U.S. merchandise-trade deficit narrowed in August to the smallest since October 2021... Both imports and exports dropped, suggesting a tailwind for economic growth in the third quarter. The shortfall shrank 3.2% to $87.3 billion last month, Commerce Department data showed. Exports declined 0.9% to $179.8 billion, the first drop since January. Imports retreated for the fifth straight month to $267.1 billion. Inbound shipments of consumer goods advanced 4.5% to $283.2 billion. While imports of consumer merchandise have fallen from a record earlier this year, they remain well higher than the pre-pandemic average.
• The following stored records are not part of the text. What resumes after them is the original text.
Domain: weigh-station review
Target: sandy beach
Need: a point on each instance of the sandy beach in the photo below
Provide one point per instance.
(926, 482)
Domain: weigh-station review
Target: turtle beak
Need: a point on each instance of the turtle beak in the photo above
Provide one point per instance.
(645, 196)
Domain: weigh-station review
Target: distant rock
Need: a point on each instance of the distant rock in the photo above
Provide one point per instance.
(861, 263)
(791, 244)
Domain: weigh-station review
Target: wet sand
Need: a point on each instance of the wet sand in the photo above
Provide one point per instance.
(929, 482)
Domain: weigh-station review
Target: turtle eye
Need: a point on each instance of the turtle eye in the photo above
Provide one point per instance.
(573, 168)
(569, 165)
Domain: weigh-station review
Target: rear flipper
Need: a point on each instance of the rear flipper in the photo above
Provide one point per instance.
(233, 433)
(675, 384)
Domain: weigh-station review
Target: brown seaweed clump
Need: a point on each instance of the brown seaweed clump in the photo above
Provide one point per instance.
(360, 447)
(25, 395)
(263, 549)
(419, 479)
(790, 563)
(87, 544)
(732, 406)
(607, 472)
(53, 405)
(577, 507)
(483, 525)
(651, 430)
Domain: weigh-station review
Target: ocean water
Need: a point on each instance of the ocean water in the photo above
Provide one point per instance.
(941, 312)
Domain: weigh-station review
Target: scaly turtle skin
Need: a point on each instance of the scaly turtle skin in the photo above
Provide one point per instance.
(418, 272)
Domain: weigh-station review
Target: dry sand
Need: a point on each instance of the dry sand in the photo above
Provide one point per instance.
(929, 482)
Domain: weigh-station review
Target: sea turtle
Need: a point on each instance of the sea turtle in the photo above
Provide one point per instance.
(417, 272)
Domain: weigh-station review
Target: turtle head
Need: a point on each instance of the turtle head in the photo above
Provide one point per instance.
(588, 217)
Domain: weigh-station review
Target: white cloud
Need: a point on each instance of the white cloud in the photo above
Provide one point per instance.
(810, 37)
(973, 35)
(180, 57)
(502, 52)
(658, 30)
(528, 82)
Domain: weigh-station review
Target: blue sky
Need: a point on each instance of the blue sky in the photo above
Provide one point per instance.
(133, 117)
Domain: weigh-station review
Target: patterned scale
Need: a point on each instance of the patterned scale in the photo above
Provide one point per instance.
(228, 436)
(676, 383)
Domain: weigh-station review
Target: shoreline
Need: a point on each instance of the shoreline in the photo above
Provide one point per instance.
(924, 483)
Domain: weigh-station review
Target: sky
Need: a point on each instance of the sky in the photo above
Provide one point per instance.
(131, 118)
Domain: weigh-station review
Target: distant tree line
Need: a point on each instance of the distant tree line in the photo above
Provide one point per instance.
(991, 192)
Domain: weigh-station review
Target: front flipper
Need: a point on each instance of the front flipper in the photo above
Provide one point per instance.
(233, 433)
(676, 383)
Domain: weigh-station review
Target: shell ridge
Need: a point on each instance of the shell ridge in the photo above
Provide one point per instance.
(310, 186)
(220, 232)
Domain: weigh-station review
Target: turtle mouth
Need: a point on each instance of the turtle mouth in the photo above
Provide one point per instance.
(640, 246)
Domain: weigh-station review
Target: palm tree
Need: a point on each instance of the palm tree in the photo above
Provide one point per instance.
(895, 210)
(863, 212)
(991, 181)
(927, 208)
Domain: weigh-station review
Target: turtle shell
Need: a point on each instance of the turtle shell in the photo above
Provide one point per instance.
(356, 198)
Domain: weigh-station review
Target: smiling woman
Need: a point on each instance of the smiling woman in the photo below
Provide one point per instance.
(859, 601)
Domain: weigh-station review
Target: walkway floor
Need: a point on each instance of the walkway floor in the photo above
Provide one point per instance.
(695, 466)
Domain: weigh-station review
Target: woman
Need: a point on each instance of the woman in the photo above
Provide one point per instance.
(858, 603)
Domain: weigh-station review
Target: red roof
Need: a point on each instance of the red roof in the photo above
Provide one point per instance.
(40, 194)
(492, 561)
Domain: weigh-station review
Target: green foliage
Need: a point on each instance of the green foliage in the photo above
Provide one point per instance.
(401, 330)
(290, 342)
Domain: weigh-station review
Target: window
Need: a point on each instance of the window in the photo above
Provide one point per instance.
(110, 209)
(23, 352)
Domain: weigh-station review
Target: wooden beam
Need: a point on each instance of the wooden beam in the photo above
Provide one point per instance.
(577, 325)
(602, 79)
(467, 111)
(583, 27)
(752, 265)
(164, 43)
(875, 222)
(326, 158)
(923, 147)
The dollar strengthened for a third straight month in August, lowering the cost of imports and making exports more expensive. The U.S. currency has since gained even more as the Federal Reserve presses on with significant interest-rate hikes, signaling further difficulty to exporters ahead.

 

USTR official vague on possible U.S./U.K. trade deal, TPA renewal... The Biden administration is still trying to figure out its strategy on how to pursue the trade relationship with the U.K., Deputy Assistant U.S. Trade Representative (USTR) for Agricultural Affairs Leslie Yang acknowledged to members of the National Association of State Departments of Agriculture (NASDA). She said examination of the free trade agreement (FTA) negotiations begun under the Trump administration is still ongoing and the decisions on the next steps will not happen until that is completed. Lang was also vague when asked about whether the administration would push for renewal of Trade Promotion Authority (TPA) which allows an administration to negotiate trade agreements and for Congress to vote on it via an up-or-down vote tally with no amendments.

Perspective: Some veteran trade policy analysts say the hesitancy to inking new trade accords and using whatever political capital they have to push for TPA renewal show trade policy is not a priority in the Biden administration.